Raven is the central character in Native American tales of the Pacific Northwest. He is a trickster on a cosmic scale. Both mischief maker and culture hero, he at times wreaks havoc and at others bestows on humankind the gifts of fire, light, or food.
Coyote stories are the most widely known and most often told trickster tales of Native American tradition. In the pueblos of the Southwest, Coyote is portrayed as a conniving fool, the perpetual victim of his own inquisitiveness. In Coyote he serves as a vivid example of human vanity, and his misbehavior brings him misfortune.
The trickster has special appeal for children because of his ability to triumph over larger foes not by physical strength but by wit and cunning. In addition, tales of the trickster still speak to us in a gentle, humorous way about the strengths and weaknesses of humankind.
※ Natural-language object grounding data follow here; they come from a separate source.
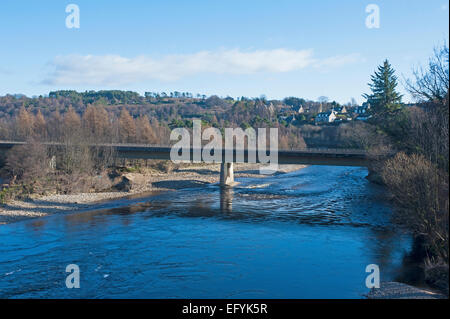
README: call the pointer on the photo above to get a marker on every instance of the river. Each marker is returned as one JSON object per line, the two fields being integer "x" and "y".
{"x": 305, "y": 234}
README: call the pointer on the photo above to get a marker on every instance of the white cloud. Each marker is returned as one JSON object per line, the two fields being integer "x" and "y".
{"x": 116, "y": 70}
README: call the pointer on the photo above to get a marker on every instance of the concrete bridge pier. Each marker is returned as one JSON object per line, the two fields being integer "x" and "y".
{"x": 226, "y": 174}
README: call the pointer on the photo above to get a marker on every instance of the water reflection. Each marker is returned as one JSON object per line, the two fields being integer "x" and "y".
{"x": 307, "y": 234}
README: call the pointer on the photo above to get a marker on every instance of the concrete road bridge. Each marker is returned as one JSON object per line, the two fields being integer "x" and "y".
{"x": 335, "y": 157}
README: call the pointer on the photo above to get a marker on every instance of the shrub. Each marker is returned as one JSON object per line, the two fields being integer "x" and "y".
{"x": 421, "y": 191}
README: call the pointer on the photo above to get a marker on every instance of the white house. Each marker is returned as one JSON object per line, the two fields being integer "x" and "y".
{"x": 364, "y": 109}
{"x": 326, "y": 117}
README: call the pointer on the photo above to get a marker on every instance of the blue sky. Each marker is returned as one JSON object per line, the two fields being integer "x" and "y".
{"x": 237, "y": 48}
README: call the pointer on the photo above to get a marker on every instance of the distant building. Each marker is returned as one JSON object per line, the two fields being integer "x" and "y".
{"x": 299, "y": 109}
{"x": 340, "y": 109}
{"x": 363, "y": 109}
{"x": 326, "y": 117}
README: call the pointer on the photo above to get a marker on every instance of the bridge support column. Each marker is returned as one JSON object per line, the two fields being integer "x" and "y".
{"x": 226, "y": 174}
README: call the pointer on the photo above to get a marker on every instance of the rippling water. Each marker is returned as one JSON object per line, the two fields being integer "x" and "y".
{"x": 306, "y": 234}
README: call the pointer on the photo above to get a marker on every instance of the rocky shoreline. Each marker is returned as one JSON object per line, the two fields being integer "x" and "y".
{"x": 397, "y": 290}
{"x": 138, "y": 185}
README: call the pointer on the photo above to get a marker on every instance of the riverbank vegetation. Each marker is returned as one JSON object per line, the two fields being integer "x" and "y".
{"x": 418, "y": 175}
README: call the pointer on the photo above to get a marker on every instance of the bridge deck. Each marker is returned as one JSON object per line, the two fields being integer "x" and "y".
{"x": 337, "y": 157}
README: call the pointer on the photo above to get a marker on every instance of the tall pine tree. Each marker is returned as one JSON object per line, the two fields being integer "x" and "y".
{"x": 384, "y": 98}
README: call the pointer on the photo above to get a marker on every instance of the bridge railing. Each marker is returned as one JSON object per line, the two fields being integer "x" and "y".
{"x": 9, "y": 144}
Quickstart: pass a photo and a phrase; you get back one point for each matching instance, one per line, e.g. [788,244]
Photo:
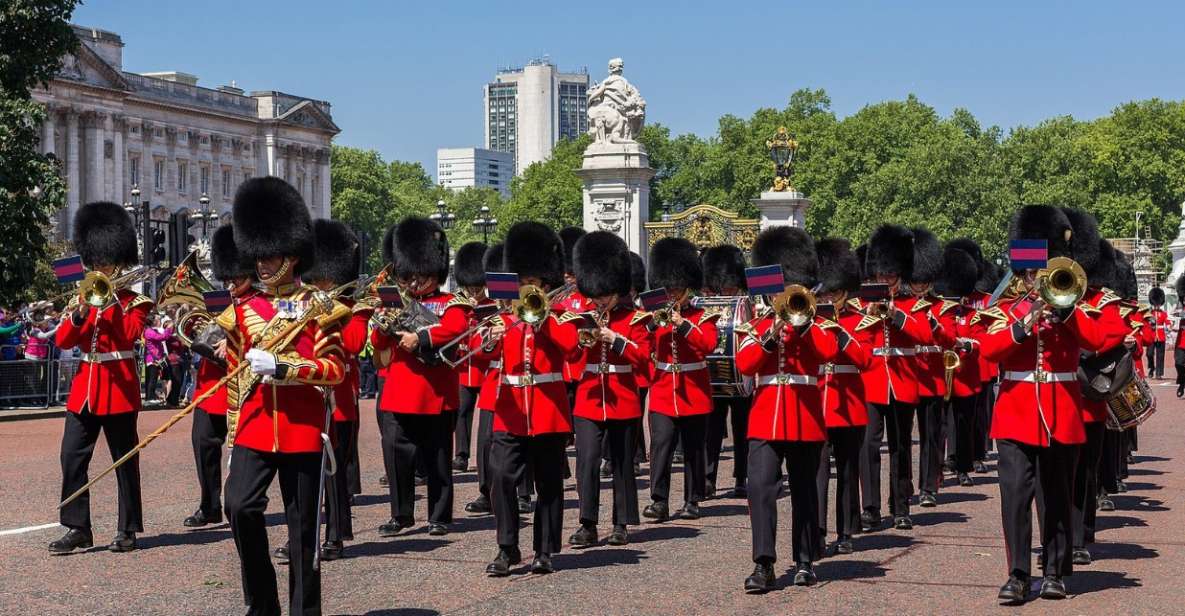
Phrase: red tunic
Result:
[107,382]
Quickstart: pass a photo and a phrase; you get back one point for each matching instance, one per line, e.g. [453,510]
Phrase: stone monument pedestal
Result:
[617,191]
[782,209]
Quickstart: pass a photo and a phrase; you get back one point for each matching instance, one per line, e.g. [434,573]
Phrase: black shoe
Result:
[506,558]
[74,539]
[805,576]
[1014,591]
[690,511]
[200,519]
[619,536]
[657,511]
[332,550]
[761,579]
[1052,588]
[122,543]
[584,537]
[479,505]
[542,564]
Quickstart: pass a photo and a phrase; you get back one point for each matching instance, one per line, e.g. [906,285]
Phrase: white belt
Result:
[523,380]
[608,369]
[680,367]
[1030,376]
[114,355]
[787,379]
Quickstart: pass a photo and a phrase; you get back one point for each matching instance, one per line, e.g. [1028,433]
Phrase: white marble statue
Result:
[616,110]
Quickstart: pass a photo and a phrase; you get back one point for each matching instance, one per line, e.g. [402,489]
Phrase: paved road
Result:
[952,562]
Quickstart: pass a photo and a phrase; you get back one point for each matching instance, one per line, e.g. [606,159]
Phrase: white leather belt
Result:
[608,369]
[114,355]
[1030,376]
[680,367]
[787,379]
[523,380]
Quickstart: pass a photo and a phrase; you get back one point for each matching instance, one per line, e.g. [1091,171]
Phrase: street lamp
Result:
[485,223]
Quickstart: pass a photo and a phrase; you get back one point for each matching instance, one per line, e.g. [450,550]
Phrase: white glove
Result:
[262,363]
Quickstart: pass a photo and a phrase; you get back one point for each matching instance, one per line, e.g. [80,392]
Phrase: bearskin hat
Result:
[959,274]
[224,258]
[927,256]
[601,264]
[468,264]
[792,249]
[723,268]
[338,252]
[674,263]
[839,269]
[104,235]
[417,246]
[890,252]
[533,250]
[570,236]
[1044,222]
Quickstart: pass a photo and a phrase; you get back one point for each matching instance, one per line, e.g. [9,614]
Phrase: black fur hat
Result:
[839,269]
[468,264]
[569,236]
[338,255]
[674,263]
[636,273]
[723,268]
[1044,222]
[224,258]
[601,264]
[927,256]
[533,250]
[104,235]
[792,249]
[890,251]
[417,246]
[959,275]
[271,220]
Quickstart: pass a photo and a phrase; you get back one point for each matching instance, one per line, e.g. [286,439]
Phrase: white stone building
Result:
[460,168]
[111,129]
[530,108]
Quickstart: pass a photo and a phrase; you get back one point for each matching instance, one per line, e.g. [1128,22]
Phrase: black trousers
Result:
[409,440]
[78,441]
[691,429]
[1026,473]
[247,500]
[619,436]
[209,436]
[508,459]
[895,421]
[737,410]
[929,449]
[465,421]
[801,460]
[339,525]
[845,443]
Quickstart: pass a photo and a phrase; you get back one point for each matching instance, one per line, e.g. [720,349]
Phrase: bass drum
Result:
[734,312]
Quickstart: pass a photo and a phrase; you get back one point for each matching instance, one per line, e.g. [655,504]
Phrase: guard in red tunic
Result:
[104,395]
[283,405]
[681,392]
[209,434]
[1037,421]
[786,423]
[891,384]
[532,419]
[420,396]
[616,346]
[724,276]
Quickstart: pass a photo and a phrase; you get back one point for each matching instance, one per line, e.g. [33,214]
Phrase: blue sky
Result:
[405,77]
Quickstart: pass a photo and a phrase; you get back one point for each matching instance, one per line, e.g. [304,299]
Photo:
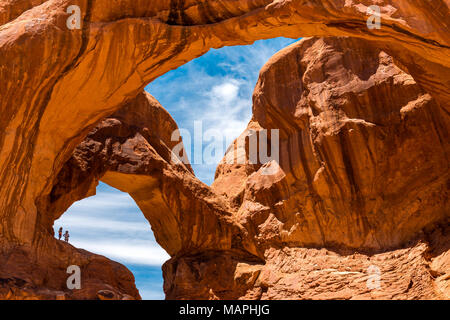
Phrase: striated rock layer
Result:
[364,146]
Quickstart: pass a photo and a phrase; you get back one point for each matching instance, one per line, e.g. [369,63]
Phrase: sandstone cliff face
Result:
[58,84]
[362,183]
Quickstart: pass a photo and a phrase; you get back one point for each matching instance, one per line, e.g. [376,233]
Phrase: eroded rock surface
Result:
[382,111]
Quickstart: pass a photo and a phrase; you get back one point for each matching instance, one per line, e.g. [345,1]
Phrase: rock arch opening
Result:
[112,225]
[48,108]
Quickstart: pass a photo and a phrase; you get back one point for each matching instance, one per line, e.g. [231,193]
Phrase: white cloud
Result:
[133,252]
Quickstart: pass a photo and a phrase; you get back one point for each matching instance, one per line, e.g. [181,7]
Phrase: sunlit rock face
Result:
[361,189]
[364,161]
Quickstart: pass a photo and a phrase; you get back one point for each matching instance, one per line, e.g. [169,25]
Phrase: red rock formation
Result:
[57,84]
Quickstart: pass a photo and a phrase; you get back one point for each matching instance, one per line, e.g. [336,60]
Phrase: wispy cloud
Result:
[215,89]
[132,252]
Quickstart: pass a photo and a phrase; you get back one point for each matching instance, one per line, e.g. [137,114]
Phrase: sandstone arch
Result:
[51,74]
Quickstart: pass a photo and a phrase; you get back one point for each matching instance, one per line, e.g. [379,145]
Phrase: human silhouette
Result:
[66,236]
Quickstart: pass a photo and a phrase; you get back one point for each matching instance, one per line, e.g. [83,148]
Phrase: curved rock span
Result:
[357,206]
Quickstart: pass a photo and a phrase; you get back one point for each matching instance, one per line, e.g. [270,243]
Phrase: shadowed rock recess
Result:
[363,178]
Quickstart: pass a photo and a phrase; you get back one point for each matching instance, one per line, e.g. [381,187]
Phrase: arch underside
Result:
[73,113]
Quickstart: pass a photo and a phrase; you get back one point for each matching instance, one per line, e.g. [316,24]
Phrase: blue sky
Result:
[215,89]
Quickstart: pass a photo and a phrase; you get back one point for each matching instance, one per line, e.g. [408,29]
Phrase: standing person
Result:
[66,236]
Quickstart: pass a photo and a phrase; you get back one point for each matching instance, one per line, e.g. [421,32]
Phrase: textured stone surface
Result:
[57,85]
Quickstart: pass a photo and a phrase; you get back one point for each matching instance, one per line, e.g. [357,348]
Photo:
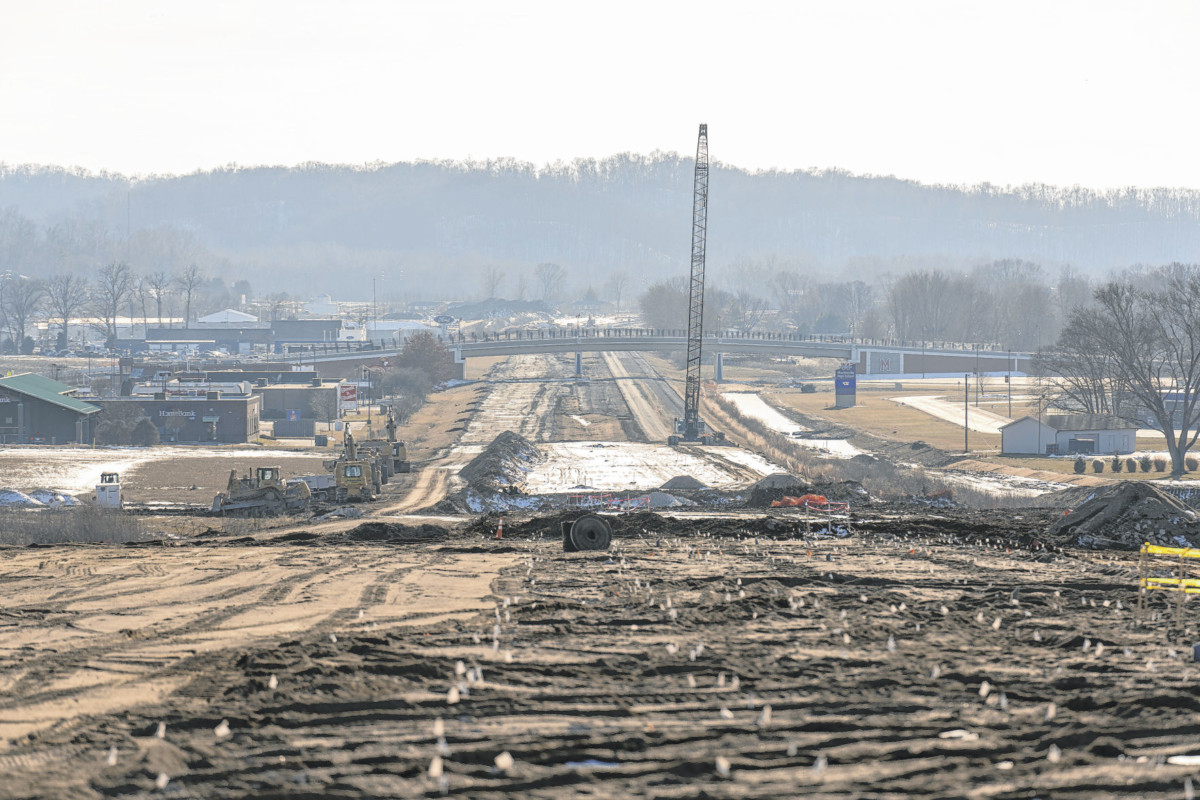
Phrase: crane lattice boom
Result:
[691,423]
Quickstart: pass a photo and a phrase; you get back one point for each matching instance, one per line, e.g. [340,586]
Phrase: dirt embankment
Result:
[892,665]
[1125,516]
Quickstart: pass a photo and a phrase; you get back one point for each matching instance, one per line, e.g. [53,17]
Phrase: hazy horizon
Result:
[937,92]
Gerald McDermott is an internationally acclaimed author and illustrator who has created numerous books and animated films for children. His book, Raven: A Trickster Tale from the Pacific Northwest garnered him a Caldecott Honor and a Boston Globe-Horn Book Honor Award. He received the Caldecott Medal for Arrow to the Sun, a Pueblo myth, and a Caldecott Honor for Anansi the Spider, a tale from Africa.

Gerald McDermott is Primary Education Program Director for the Joseph Campbell Foundation on mythology in education. He was born in Detroit, Michigan, and says his career began when his parents enrolled him in art school at the age of four. He lives in southern California.